3. Evaluation Layer (hey check eval)

  • Action: Performs a deep evaluation of a host’s system.build.toplevel.drvPath.
  • Goal: Catch Infinite Recursion and logic errors. This forces Nix to resolve the entire module tree without downloading or building anything.
  • When: Crucial after any logic change to modules or library functions.

🚀 Step-by-Step Refactoring Workflow

Step 1: Modification

Perform your refactor (e.g., extracting a shared option, unifying a script).

Step 2: Verification (The “Smoke Test”)

Run hey check eval --host <affected-host>. This is mandatory for every refactor, including those performed by AI Agents.
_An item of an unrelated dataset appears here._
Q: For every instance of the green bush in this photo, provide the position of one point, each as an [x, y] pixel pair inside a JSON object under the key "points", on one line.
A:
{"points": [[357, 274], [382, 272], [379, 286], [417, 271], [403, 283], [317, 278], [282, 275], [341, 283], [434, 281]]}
  • If it passes, the logic is sound.
  • If it fails with infinite recursion, use the --show-trace output to find the loop.
  • If hey check itself is broken or errors out: Stop your current task and refactor the hey tool itself (located in bin/hey or bin/hey.d/). The verification ecosystem must be kept robust at all times.
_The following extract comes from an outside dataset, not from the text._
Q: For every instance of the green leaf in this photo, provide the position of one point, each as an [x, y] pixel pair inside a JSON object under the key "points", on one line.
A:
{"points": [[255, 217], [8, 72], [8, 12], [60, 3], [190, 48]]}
Step 3: Debugging Recursion

If you hit a recursion error:

  1. Check the trace for the last file in the repository (e.g., modules/desktop/term/alacritty.nix:131).
  2. Look for “Circular Dependencies”: Is a mkIf condition depending on a value defined inside that same mkIf?
  3. Use hey repl to manually walk the attribute set:
    hey repl nix
    nix-repl> :lf .
    nix-repl> nixosConfigurations.id3-eniac.config.modules.desktop.term.alacritty.settings

Step 4: Final Validation

Once evaluation passes, run a full sync or a VM build to verify behavioral correctness:

  • hey sync build-vm (The safest way to test broad system changes)
  • hey sync switch (The final application)

🛠️ Tool Summary

CommandTierPurpose
hey check syntax1Catch syntax typos
hey check flake2Verify flake schema/inputs
hey check eval3Detect infinite recursion
hey check all1-3Full host health check

📜 Recursion Safety Rules

  1. Lazy Evaluation is your Friend: Nix is lazy, but it must resolve a value to check a condition. If the condition for a module’s enablement depends on that module’s configuration, you have a loop.
  2. Avoid config inside mkIf conditions: Try to use pkgs or other inputs for conditions when possible.
  3. Use lib.mkIf carefully: Ensure the boolean condition is “stable” and doesn’t bounce back and forth between definitions.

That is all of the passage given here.